Leatherhat on July 6th, 2012 3pm. Vita sales:"3 mil for COD 2 mil for AC. Maybe more. "  thehusbo on July 6th, 2012 5pm. Vita sales:"5 mil for COD 2.2 mil for AC."

@rolstoppable but PSP has had games that have done well in that genre, the Wii not so much. So maybe the devs were foolish enough to think that they could capture that spark??? THe Wii never had that spark for those kind of games to begin with. Yes, i dont think the games should have been made, ill go so far as to say that HD games should not get ported down to Wii or PSP at all. Either they put some b team on it and it sucks(Hot pursuit) they do manage to get it to work but by that time no one will care and whoever wanted to play the game have had there fill (soul calibur broken destiny) or its just some versionthats not as good and will sell worst than the HDs anyway (spiderman, force unleashed 2, etc) UNLESS they actually do something drastically different and make it good, which is rare is the only way I can see it work (force unleashed 1 for Wii was good) and of course the more family oriented games are going to do better no matter what (Toy Story 3, even though it was missing that key toy box feature)

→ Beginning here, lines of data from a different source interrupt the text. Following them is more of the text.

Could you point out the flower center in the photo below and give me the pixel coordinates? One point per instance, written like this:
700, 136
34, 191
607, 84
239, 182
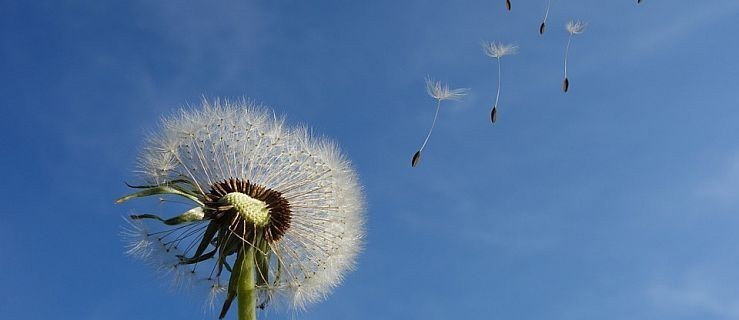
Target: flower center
250, 209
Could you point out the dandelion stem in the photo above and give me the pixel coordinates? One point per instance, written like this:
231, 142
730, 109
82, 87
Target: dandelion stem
438, 104
567, 52
246, 288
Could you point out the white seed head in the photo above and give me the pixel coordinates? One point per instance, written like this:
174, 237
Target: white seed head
225, 140
498, 50
575, 27
442, 92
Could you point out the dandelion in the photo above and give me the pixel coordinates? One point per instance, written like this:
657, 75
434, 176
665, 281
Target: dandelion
439, 92
573, 28
544, 21
275, 214
497, 51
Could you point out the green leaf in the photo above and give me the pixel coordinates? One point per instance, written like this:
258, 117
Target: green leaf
162, 190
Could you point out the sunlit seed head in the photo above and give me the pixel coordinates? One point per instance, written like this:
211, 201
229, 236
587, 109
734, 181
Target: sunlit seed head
498, 50
440, 91
250, 209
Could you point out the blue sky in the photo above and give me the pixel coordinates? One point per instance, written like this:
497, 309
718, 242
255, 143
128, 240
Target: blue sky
617, 200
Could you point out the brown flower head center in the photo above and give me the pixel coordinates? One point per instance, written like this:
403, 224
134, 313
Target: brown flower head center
248, 209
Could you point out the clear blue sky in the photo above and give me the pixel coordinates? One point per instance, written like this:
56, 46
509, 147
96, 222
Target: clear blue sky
617, 200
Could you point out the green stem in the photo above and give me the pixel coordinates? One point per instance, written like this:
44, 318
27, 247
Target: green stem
246, 293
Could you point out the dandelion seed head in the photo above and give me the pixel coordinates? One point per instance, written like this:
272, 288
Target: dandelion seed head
575, 27
291, 195
498, 50
440, 91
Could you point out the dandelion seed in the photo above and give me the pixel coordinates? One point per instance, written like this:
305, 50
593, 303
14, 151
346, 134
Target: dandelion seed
573, 28
542, 26
439, 92
276, 212
497, 51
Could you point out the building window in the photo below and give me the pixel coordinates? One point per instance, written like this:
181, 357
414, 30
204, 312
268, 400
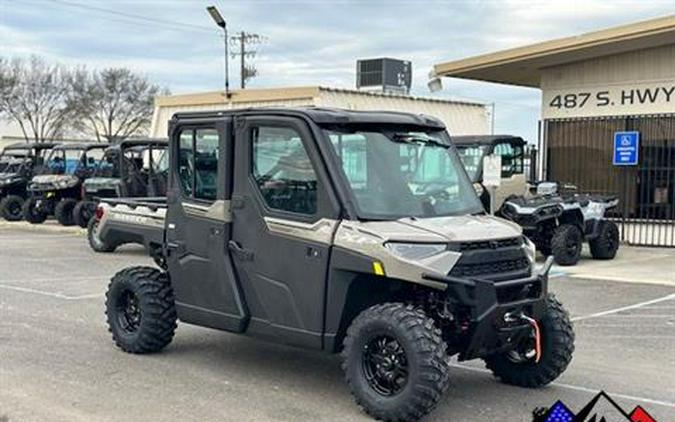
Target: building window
512, 158
282, 170
198, 163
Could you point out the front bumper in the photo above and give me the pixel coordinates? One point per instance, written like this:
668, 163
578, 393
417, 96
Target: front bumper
491, 302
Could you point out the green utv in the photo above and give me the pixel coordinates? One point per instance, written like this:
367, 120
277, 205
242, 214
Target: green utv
131, 168
57, 187
357, 233
18, 163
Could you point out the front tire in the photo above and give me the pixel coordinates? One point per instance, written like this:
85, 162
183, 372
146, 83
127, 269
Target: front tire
32, 212
11, 208
607, 243
557, 346
140, 310
395, 362
64, 211
566, 244
83, 212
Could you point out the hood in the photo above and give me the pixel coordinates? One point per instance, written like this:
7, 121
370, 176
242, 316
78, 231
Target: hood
443, 229
101, 182
6, 176
60, 180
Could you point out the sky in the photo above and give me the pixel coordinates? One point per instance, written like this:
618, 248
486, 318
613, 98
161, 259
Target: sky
176, 44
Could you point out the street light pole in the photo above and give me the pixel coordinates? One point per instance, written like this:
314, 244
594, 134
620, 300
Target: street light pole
218, 19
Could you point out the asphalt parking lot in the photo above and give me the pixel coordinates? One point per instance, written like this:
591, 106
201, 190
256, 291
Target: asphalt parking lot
57, 361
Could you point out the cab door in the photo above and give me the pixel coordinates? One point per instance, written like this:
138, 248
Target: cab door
284, 217
199, 226
514, 181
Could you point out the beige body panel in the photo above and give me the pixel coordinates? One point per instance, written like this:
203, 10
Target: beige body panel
514, 185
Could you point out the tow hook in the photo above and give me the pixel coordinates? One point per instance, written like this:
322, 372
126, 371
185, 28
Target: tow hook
510, 317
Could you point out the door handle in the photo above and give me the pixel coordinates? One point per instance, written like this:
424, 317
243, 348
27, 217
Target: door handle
241, 253
177, 247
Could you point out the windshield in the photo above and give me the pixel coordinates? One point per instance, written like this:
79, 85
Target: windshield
11, 164
63, 161
395, 174
108, 165
472, 157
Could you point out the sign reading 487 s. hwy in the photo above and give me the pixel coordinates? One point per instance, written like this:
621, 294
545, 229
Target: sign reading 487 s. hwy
608, 101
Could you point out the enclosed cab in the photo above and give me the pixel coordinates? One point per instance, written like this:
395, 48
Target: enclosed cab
511, 149
18, 163
129, 169
58, 185
343, 231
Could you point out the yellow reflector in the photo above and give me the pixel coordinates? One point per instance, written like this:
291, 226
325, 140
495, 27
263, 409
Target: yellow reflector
378, 269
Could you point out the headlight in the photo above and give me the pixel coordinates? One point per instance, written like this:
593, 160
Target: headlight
478, 188
415, 251
530, 249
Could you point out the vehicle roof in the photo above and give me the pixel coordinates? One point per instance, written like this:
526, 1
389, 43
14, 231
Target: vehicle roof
485, 139
323, 115
24, 145
131, 143
81, 145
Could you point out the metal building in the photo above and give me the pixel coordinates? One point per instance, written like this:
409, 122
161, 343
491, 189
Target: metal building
595, 87
461, 117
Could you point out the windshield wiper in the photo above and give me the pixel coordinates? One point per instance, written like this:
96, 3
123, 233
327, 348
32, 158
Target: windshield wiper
409, 139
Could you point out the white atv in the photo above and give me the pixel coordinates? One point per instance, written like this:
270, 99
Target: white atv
559, 223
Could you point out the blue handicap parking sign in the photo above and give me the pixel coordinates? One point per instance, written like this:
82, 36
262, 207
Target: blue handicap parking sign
626, 147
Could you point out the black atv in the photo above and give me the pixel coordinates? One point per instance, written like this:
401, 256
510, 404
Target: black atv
558, 222
130, 169
56, 190
17, 165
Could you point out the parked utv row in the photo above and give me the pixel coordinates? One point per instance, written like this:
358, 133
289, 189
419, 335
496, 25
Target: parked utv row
67, 180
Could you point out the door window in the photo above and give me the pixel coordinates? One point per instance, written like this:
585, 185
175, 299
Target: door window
512, 158
282, 170
198, 163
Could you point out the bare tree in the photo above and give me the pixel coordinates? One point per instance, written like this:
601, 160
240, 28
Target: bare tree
113, 104
34, 94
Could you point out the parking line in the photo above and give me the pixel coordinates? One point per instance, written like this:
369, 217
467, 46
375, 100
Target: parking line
53, 279
50, 294
579, 388
625, 308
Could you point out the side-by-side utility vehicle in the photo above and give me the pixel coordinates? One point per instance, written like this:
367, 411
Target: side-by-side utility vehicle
343, 231
18, 163
131, 168
58, 186
511, 149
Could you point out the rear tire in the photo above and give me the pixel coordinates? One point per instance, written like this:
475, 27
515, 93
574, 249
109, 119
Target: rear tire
64, 211
83, 212
95, 240
11, 208
395, 362
566, 244
140, 310
557, 344
32, 213
607, 243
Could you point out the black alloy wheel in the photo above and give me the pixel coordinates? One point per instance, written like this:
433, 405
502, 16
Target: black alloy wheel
385, 365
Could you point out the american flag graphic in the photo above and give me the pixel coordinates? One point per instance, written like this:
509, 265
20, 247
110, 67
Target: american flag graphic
559, 413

@noname  Mario Kart is not an arcade racer, its a kart game, even so thats still just one game, what about the others, why does Wii owners not buy those? (they probably suck)

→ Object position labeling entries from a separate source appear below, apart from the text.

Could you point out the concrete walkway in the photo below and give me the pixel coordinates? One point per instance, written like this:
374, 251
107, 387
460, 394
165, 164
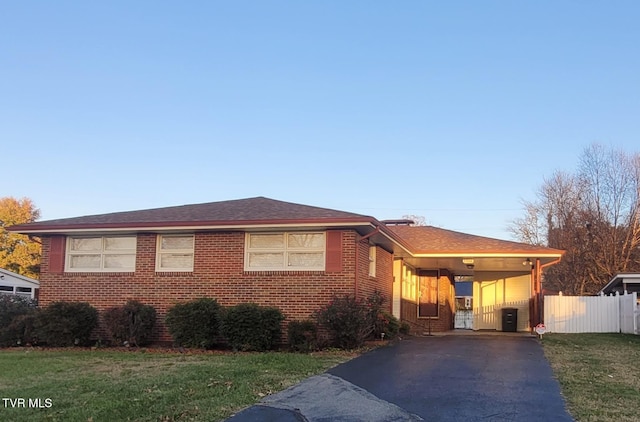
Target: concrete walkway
440, 378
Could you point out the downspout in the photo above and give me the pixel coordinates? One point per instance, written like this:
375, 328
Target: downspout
365, 237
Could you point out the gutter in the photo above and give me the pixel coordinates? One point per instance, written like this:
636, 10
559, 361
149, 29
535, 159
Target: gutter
357, 268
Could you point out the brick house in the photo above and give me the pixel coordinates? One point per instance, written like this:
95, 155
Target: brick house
295, 257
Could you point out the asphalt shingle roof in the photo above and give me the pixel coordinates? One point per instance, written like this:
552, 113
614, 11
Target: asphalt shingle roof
249, 210
434, 240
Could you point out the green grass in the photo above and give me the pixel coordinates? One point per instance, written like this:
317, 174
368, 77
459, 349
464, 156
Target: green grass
100, 385
598, 374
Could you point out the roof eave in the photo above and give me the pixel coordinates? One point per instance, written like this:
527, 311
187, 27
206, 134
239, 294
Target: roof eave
187, 225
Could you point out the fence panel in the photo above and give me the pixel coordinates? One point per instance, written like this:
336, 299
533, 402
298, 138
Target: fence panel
582, 314
629, 314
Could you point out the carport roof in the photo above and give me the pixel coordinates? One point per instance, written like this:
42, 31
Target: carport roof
429, 240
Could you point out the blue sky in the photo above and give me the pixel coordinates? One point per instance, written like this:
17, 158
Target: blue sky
455, 111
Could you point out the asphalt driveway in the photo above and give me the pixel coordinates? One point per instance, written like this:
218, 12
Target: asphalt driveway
440, 378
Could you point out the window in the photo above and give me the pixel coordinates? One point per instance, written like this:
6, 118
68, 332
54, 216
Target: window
291, 251
409, 283
175, 253
101, 254
372, 261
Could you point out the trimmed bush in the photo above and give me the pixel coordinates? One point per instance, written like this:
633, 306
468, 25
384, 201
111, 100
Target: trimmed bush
16, 319
66, 324
248, 326
195, 323
347, 320
303, 336
131, 324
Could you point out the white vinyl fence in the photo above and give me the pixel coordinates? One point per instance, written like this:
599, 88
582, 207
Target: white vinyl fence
592, 314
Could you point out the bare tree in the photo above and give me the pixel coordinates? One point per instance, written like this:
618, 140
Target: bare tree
593, 215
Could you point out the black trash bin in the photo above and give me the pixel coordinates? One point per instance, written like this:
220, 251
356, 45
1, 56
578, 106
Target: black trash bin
510, 319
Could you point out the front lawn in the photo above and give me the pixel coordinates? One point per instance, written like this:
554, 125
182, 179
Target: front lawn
597, 373
99, 385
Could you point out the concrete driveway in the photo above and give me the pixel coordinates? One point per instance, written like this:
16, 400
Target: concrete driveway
440, 378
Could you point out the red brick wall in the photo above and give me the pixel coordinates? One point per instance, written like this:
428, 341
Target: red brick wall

@Degausser again you are the voice of reason and might I add that the PSP version of MOH heroes 2 still outsole the Wii version



oniyide said:

^^^ here we go again. "waaah, you made that game for this system but why not mine??" no offense but some of y'all sound like jealous kids

@Declan  just cause it got a sequel doesnt mean it did well. less than half a mil with a install base like Wii, a FPS that is supposedly a genre that is "better" on Wii because of "superior" control?? that is nothing to be proud of. ive seen FPSs on PS3 with worst reviews and little advertisement do better

I wasn't really suggesting that it did well (in terms of huge sales) - I was kind of suggesting that for a game to sell as The Conduit did and still get a sequel it mustn't have cost a huge amount to make (nowhere near the likes of, say, Assassins Creed, RE5 etc. - third party HD blockbusters).  In that regard, it didn't meet all the criteria set out in the OP.



oniyide said:

@noname  Mario Kart is not an arcade racer, its a kart game, even so thats still just one game, what about the others, why does Wii owners not buy those? (they probably suck)

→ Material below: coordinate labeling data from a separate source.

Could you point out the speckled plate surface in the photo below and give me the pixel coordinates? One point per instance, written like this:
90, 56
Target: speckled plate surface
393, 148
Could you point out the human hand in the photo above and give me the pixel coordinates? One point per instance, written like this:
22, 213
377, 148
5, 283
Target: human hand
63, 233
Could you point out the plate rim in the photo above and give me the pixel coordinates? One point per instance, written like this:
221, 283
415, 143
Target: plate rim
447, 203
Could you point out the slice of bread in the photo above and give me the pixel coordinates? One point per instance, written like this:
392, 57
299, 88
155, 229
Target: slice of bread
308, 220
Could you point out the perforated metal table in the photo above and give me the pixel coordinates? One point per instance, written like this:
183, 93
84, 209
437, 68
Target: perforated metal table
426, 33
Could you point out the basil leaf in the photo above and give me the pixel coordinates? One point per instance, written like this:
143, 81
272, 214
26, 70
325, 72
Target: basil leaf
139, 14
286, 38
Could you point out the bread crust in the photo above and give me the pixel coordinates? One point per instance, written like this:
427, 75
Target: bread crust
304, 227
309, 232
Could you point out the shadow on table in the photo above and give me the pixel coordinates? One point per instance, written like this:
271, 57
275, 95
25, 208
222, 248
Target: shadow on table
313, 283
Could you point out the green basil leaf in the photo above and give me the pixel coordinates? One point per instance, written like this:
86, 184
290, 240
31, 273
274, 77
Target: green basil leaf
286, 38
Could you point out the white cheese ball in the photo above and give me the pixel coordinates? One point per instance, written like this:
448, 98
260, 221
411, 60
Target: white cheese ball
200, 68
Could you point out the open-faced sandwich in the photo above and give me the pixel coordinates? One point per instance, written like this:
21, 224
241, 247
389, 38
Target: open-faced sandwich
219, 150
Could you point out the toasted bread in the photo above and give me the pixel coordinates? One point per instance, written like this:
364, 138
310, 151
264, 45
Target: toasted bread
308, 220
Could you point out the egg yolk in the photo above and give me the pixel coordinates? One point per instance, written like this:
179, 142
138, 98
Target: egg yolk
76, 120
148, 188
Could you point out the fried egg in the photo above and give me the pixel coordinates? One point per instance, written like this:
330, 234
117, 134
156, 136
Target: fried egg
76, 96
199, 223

I'm not sure you're using the same definiton of "arcade racer" as the rest of us.  As far as I know, you're the only person who puts them in a separate category because they're riding go-karts instead of regular cars, hovercraft, or some other racing contraption. 

As for other racing games, arcade or simluation, there have been a grand total of five others on the system, three of which I've never heard of.  And one of those five is the NASCAR racing game, which is the sixth best-selling NASCAR game of all time on any console.